Spectral Subsampling MCMC for Stationary Time Series

Authors: Robert Salomone, Matias Quiroz, Robert Kohn, Mattias Villani, Minh-Ngoc Tran

ICML 2020 | Conference PDF | Archive PDF | Plain Text | LLM Run Details

Reproducibility Variable Result LLM Response
Research Type Experimental We consider several time series models for large data in our experiments, including the recently proposed class of autoregressive tempered fractionally integrated moving average (ARTFIMA) models and several of its widely-used special cases such as ARMA and ARFIMA though we highlight that any model class for which the spectral density is known can be used.
Researcher Affiliation Academia 1UNSW Sydney 2University of Technology Sydney 3Stockholm University 4Link oping University 5University of Sydney.
Pseudocode No The paper does not contain any structured pseudocode or algorithm blocks.
Open Source Code No The paper does not provide any explicit statements about making the source code available or links to a code repository for the methodology described.
Open Datasets Yes Example 1: Vancouver Temperatures (ARMA) sourced from openweathermap.org.
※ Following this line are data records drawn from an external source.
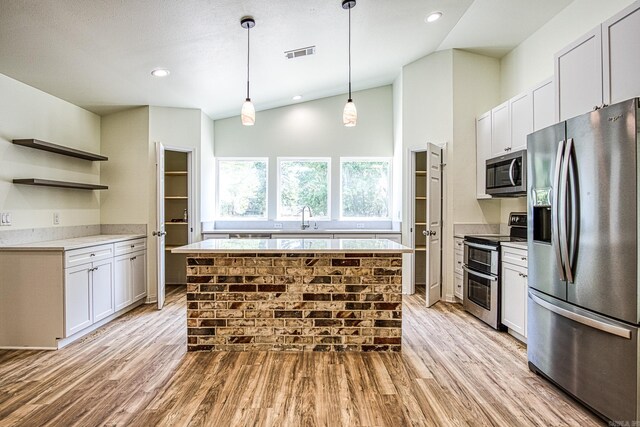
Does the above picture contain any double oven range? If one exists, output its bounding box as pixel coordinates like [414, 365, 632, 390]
[462, 212, 527, 329]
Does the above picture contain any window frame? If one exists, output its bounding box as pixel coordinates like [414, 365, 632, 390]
[276, 157, 333, 221]
[215, 157, 269, 221]
[338, 156, 393, 221]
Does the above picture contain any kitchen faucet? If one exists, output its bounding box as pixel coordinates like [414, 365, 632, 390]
[300, 206, 313, 230]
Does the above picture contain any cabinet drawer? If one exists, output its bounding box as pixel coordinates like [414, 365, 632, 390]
[115, 237, 147, 256]
[453, 273, 464, 299]
[64, 244, 113, 268]
[502, 246, 527, 268]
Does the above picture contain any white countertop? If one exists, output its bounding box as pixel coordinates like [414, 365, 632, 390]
[500, 242, 528, 251]
[202, 228, 402, 234]
[171, 239, 413, 254]
[0, 234, 147, 251]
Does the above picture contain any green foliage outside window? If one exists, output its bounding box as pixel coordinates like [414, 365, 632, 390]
[278, 160, 330, 217]
[341, 160, 390, 218]
[218, 160, 267, 218]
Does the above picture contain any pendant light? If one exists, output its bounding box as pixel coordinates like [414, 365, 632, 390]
[240, 16, 256, 126]
[342, 0, 358, 127]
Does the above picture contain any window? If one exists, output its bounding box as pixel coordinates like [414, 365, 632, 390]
[217, 159, 267, 219]
[340, 158, 391, 219]
[278, 158, 331, 219]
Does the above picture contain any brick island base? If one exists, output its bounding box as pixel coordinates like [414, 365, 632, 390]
[187, 253, 402, 351]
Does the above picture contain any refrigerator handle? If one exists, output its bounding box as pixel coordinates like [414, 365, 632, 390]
[509, 159, 516, 187]
[551, 140, 567, 281]
[529, 291, 632, 340]
[558, 138, 573, 283]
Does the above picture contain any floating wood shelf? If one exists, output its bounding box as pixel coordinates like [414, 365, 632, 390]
[13, 178, 109, 190]
[12, 139, 109, 162]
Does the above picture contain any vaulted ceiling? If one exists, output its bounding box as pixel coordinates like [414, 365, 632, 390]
[0, 0, 571, 118]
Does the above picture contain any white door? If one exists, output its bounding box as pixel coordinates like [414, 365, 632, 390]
[155, 142, 166, 309]
[426, 144, 442, 307]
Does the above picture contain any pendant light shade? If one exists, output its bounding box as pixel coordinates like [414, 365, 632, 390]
[342, 0, 358, 127]
[240, 98, 256, 126]
[240, 16, 256, 126]
[342, 98, 358, 128]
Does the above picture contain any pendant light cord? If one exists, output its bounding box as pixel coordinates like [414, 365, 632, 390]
[247, 25, 251, 101]
[349, 7, 351, 101]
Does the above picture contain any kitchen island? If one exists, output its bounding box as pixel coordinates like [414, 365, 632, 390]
[172, 239, 412, 351]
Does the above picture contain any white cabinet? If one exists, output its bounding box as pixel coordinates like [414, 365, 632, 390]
[476, 111, 491, 199]
[602, 2, 640, 104]
[501, 246, 527, 340]
[506, 92, 533, 151]
[90, 259, 116, 323]
[115, 251, 147, 310]
[491, 101, 511, 157]
[64, 264, 93, 337]
[131, 251, 147, 302]
[554, 26, 603, 121]
[531, 79, 556, 132]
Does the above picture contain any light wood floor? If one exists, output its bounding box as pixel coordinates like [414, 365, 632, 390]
[0, 288, 602, 427]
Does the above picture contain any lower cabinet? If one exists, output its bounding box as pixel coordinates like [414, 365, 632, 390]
[501, 248, 528, 338]
[114, 247, 147, 311]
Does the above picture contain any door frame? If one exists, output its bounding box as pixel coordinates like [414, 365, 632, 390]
[403, 142, 448, 300]
[150, 145, 199, 310]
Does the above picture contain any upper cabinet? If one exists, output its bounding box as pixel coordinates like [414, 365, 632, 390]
[602, 2, 640, 104]
[508, 92, 533, 151]
[491, 101, 511, 157]
[554, 26, 603, 121]
[476, 111, 491, 199]
[531, 79, 556, 132]
[555, 1, 640, 120]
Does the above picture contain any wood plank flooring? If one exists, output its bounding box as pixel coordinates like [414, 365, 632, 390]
[0, 287, 604, 427]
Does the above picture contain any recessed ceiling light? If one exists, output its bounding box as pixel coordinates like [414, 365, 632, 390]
[151, 68, 169, 77]
[424, 12, 442, 22]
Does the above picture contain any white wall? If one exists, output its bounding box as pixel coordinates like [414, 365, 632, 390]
[501, 0, 633, 100]
[214, 85, 394, 220]
[0, 74, 101, 230]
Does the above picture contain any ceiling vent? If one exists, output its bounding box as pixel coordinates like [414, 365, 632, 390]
[284, 46, 316, 59]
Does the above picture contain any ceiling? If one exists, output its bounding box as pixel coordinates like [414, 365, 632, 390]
[0, 0, 571, 119]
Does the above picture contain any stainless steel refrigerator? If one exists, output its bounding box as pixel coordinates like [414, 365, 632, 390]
[527, 99, 640, 421]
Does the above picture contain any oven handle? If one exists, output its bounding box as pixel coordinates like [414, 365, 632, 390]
[464, 242, 498, 252]
[462, 265, 498, 282]
[509, 159, 517, 187]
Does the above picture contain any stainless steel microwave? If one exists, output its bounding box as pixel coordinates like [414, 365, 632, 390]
[486, 150, 527, 197]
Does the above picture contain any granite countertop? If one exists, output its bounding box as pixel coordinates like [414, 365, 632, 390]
[500, 242, 527, 251]
[171, 239, 413, 254]
[0, 234, 147, 251]
[202, 228, 402, 234]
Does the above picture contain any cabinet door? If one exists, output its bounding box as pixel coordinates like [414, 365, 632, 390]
[491, 101, 511, 157]
[531, 79, 556, 132]
[476, 111, 491, 199]
[91, 259, 115, 322]
[131, 251, 147, 302]
[113, 254, 133, 311]
[509, 92, 533, 151]
[64, 264, 93, 337]
[602, 2, 640, 104]
[501, 262, 527, 337]
[554, 26, 603, 121]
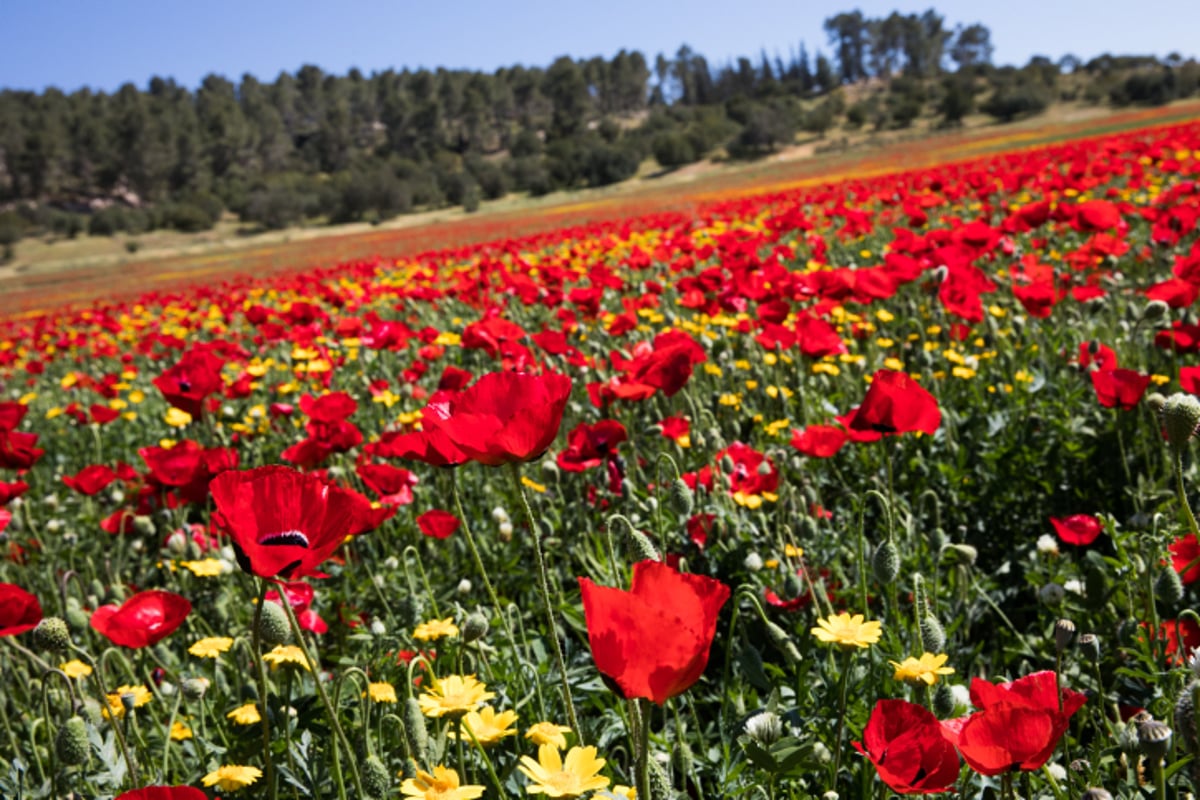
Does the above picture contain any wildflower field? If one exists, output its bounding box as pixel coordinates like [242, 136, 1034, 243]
[0, 113, 1200, 800]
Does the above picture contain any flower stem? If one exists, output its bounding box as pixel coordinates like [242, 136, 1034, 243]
[280, 587, 366, 800]
[511, 464, 587, 747]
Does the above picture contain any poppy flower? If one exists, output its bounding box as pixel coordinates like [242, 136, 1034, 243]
[942, 670, 1087, 775]
[558, 420, 629, 473]
[1050, 513, 1104, 547]
[91, 589, 192, 648]
[0, 583, 42, 636]
[580, 561, 730, 705]
[416, 509, 460, 539]
[151, 349, 224, 417]
[373, 372, 571, 467]
[850, 369, 942, 434]
[115, 786, 208, 800]
[851, 700, 959, 794]
[62, 464, 116, 497]
[1088, 369, 1150, 411]
[209, 467, 376, 579]
[792, 425, 846, 458]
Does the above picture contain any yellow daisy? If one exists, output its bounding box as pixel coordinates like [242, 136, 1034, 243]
[450, 705, 517, 747]
[400, 765, 484, 800]
[263, 644, 308, 669]
[59, 658, 91, 678]
[413, 616, 458, 642]
[526, 722, 571, 750]
[888, 652, 954, 686]
[187, 636, 233, 658]
[812, 612, 883, 649]
[202, 765, 263, 792]
[367, 681, 397, 703]
[518, 745, 608, 798]
[416, 675, 496, 717]
[226, 703, 263, 724]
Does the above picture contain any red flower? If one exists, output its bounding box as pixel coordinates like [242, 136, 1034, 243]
[851, 700, 959, 794]
[1090, 369, 1150, 411]
[209, 467, 376, 579]
[152, 348, 224, 416]
[62, 464, 116, 497]
[942, 670, 1087, 775]
[115, 786, 208, 800]
[850, 369, 942, 434]
[792, 425, 846, 458]
[373, 372, 571, 467]
[1166, 534, 1200, 583]
[580, 561, 730, 705]
[0, 583, 42, 636]
[558, 420, 629, 473]
[416, 509, 460, 539]
[91, 589, 192, 648]
[1050, 513, 1104, 547]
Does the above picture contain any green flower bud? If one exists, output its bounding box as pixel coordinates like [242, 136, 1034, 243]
[54, 717, 91, 766]
[362, 753, 391, 798]
[258, 601, 292, 648]
[34, 616, 71, 652]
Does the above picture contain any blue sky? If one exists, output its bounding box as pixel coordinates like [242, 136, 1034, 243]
[0, 0, 1200, 91]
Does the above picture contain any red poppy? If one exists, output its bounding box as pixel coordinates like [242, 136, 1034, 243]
[792, 425, 846, 458]
[1166, 534, 1200, 583]
[558, 420, 629, 473]
[209, 467, 376, 579]
[580, 561, 730, 705]
[851, 700, 959, 794]
[416, 509, 460, 539]
[850, 369, 942, 434]
[1090, 369, 1150, 411]
[115, 786, 208, 800]
[152, 348, 224, 416]
[0, 583, 42, 636]
[942, 670, 1087, 775]
[1050, 513, 1104, 547]
[62, 464, 116, 497]
[91, 589, 192, 648]
[373, 372, 571, 467]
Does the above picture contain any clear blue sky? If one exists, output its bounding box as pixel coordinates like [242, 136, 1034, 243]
[0, 0, 1200, 91]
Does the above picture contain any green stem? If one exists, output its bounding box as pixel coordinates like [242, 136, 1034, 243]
[511, 463, 580, 743]
[280, 587, 366, 800]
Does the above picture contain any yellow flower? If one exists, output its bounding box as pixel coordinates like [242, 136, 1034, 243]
[179, 559, 224, 578]
[226, 703, 263, 724]
[187, 636, 233, 658]
[413, 616, 458, 642]
[450, 705, 517, 747]
[518, 745, 608, 798]
[103, 686, 154, 720]
[59, 658, 91, 678]
[416, 675, 496, 717]
[888, 652, 954, 686]
[812, 612, 883, 649]
[526, 722, 571, 750]
[202, 766, 263, 792]
[263, 644, 308, 669]
[367, 681, 397, 703]
[400, 765, 484, 800]
[164, 407, 192, 428]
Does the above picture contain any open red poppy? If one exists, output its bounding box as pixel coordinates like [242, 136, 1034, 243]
[209, 467, 376, 581]
[91, 589, 192, 648]
[580, 561, 730, 705]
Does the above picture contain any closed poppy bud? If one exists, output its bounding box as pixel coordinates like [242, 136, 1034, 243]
[54, 717, 91, 766]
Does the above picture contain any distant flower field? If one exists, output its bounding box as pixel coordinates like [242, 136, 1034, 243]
[0, 115, 1200, 800]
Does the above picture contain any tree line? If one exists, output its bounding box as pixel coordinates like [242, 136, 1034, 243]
[0, 10, 1200, 254]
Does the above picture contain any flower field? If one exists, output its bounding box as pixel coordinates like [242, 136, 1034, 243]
[0, 113, 1200, 800]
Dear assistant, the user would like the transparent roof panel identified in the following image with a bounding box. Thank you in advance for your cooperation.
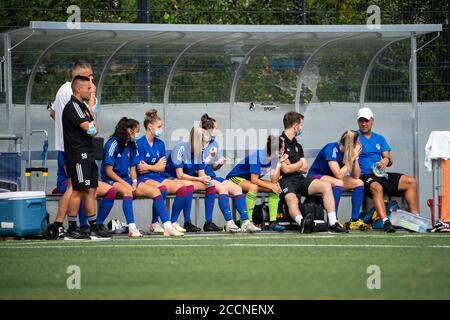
[0,21,442,110]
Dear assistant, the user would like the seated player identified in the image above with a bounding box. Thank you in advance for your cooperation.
[357,108,419,232]
[137,109,201,233]
[280,111,348,233]
[101,117,183,238]
[166,127,225,232]
[307,130,368,230]
[201,113,261,232]
[226,136,287,231]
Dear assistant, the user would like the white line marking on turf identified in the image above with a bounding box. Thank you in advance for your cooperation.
[0,243,422,249]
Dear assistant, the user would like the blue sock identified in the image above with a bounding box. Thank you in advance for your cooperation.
[78,200,89,227]
[219,194,232,221]
[170,187,187,223]
[122,197,134,224]
[153,195,169,223]
[333,187,344,218]
[97,187,116,225]
[205,186,216,222]
[352,186,364,220]
[234,194,248,220]
[152,186,167,223]
[183,186,194,223]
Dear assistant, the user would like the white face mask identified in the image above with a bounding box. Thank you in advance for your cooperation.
[153,129,162,138]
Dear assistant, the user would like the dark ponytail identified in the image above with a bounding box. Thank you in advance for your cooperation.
[200,113,216,130]
[111,117,139,152]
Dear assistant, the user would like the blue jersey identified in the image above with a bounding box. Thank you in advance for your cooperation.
[137,136,166,180]
[166,142,205,177]
[308,142,344,177]
[203,140,219,178]
[357,130,391,174]
[100,136,139,181]
[226,149,271,180]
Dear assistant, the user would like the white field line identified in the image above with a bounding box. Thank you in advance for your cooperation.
[0,232,450,248]
[0,245,434,250]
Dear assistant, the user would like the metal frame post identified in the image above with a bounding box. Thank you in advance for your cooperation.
[410,33,419,188]
[3,33,14,133]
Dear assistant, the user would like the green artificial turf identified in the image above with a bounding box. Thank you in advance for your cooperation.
[0,232,450,299]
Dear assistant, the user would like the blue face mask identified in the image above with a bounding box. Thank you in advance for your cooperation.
[153,129,162,138]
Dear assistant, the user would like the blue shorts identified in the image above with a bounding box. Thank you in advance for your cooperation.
[138,174,173,183]
[307,173,324,180]
[103,177,141,186]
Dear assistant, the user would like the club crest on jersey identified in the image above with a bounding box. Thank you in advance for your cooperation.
[177,147,184,161]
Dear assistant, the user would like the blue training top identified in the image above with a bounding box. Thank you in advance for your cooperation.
[137,135,166,180]
[307,142,344,177]
[356,130,391,174]
[100,136,139,181]
[166,142,205,178]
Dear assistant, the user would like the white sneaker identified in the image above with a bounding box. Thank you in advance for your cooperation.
[164,228,184,237]
[172,222,186,233]
[148,223,164,233]
[128,229,143,238]
[241,220,261,233]
[225,220,242,233]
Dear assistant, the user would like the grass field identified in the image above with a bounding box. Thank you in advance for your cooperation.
[0,232,450,299]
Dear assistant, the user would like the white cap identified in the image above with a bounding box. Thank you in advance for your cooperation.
[358,108,373,120]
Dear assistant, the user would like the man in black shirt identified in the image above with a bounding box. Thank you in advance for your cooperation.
[279,112,347,232]
[62,76,101,239]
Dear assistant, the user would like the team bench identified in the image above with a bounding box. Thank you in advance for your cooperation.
[39,148,404,225]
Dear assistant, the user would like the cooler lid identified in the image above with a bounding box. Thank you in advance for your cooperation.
[0,191,45,200]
Example 2: Stockholm Temperatures (ARTFIMA) obtained from the Swedish Meteorological and Hydrological Institute (www.smhi.se/en). Example 4: Bitcoin Prices Stochastic Volatility (ARTFIMA-SV) from coinbase.com.
Dataset Splits No The paper mentions dataset lengths (e.g., 'length n = 44001') but does not specify training, validation, or test splits by percentage or sample count. No explicit split methodology is provided.
Hardware Specification No The paper does not provide any specific details about the hardware used for running the experiments (e.g., GPU/CPU models, memory).
Software Dependencies No The paper mentions 'CODA package (Plummer et al., 2006) in R' and 'auto.arima function in the Forecast (Hyndman & Khandakar, 2008) package in R', but does not provide specific version numbers for R, CODA, or Forecast, which are required for reproducibility.
Experiment Setup Yes Table 1. Settings for models ARMA(2,3) (M1), ARTFIMA(2,2) (M2), ARFIMA(2,1) (M3) and ARTFIMA-SV(1,1) (M4). The table shows number of frequency observations (n), number of groups (|G|), number of observations per group (|G|, the same for all groups), percentage of subsampled groups (m) and number of blocks in the block pseudo-marginal algorithm (B). The coreset settings are number of iterations of GIGA algorithm (M), number of random projections (RP) (see Campbell & Broderick (2018) for details) and the average size of the coreset (gk).